The principle solves several important problems:
- Decoupling -- Strategy selection is decoupled from the code that orchestrates backtests or live systems. The orchestrator does not need to import every possible strategy class.
- Serialization -- The entire strategy specification can be serialized to JSON, YAML, or any other format, making it suitable for configuration files, APIs, and message queues.
- Dynamic composition -- Multiple strategies can be composed at runtime by listing multiple importable configurations, enabling scenario-based backtesting.
- Type safety -- The configuration dictionary is deserialized into a typed configuration object (not passed as raw kwargs), ensuring validation at construction time.
Usage
Use the Importable Strategy Configuration principle whenever you need to:
- Instantiate strategies from configuration files or external data sources.
- Build configuration-driven backtest scenarios where strategies are selected at runtime.
- Serialize strategy definitions for storage, transfer, or version control.
- Compose multiple strategies in a single trading system without hardcoding imports.

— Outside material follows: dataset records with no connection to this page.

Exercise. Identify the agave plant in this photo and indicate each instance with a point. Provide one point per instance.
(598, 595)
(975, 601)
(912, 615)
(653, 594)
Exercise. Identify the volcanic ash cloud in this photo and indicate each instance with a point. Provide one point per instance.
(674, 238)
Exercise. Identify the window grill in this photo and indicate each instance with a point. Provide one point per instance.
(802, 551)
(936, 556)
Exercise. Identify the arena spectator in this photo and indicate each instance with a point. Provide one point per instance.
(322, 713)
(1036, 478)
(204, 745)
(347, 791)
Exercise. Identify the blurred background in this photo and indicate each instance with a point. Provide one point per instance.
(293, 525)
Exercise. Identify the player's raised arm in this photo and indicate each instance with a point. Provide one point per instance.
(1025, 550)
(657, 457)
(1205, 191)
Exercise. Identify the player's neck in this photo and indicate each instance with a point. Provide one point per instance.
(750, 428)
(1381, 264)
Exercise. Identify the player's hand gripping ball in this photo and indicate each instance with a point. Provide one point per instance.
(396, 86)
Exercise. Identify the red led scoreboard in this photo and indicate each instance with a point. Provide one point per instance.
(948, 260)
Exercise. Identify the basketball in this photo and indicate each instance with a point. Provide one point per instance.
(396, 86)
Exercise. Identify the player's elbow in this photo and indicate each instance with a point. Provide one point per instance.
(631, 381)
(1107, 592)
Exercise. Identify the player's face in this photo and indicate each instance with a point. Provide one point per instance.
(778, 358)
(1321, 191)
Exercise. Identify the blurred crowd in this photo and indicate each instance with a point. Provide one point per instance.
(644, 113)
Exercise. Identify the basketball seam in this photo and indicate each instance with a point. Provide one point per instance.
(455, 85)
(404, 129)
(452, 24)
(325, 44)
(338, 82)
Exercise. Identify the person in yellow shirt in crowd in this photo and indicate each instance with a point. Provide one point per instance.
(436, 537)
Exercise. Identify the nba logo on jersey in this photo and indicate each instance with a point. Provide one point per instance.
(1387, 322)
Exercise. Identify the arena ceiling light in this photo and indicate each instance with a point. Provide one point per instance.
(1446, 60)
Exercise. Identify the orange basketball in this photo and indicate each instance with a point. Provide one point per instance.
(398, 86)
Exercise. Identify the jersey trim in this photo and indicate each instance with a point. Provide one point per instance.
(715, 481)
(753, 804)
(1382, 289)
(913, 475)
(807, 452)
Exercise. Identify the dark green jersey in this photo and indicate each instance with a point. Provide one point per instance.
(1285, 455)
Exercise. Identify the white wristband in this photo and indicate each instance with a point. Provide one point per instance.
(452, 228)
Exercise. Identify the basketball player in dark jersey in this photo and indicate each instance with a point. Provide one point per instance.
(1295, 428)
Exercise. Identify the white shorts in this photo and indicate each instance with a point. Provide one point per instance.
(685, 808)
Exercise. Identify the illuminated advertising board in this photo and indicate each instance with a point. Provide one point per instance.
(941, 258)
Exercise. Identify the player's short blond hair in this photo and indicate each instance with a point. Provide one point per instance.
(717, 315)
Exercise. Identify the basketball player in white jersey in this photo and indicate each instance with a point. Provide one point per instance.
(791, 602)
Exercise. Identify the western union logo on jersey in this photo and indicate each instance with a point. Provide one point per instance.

- Enable a factory or plugin architecture for strategy instantiation.
Theoretical Basis
The Importable Strategy Configuration follows the Abstract Factory and Service Locator patterns, combined with late binding (dynamic import resolution).
Pseudocode for factory-based strategy instantiation:
ImportableStrategyConfig:
strategy_path : string # e.g., "mypackage.strategies:MyStrategy"
config_path : string # e.g., "mypackage.strategies:MyStrategyConfig"
config : dict[str, Any] # Raw configuration parameters
StrategyFactory.create(importable_config):
# Step 1: Resolve classes from paths
strategy_cls = dynamic_import(importable_config.strategy_path)
config_cls = dynamic_import(importable_config.config_path)
# Step 2: Deserialize raw dict into typed config
typed_config = config_cls.from_dict(importable_config.config)
# Step 3: Instantiate strategy with typed config
RETURN strategy_cls(config=typed_config)
Key design constraints:
INVARIANTS:
1. strategy_path MUST resolve to a class that accepts a `config` keyword argument.
2. config_path MUST resolve to a configuration class that can be deserialized from a dict.
3. The config dict MUST contain all required fields of config_cls.
4. The factory MUST NOT require prior knowledge of available strategy classes.
The pattern decouples the specification of a strategy (data) from its instantiation (behavior), which is essential for systems where the set of available strategies is open-ended and may be extended by users.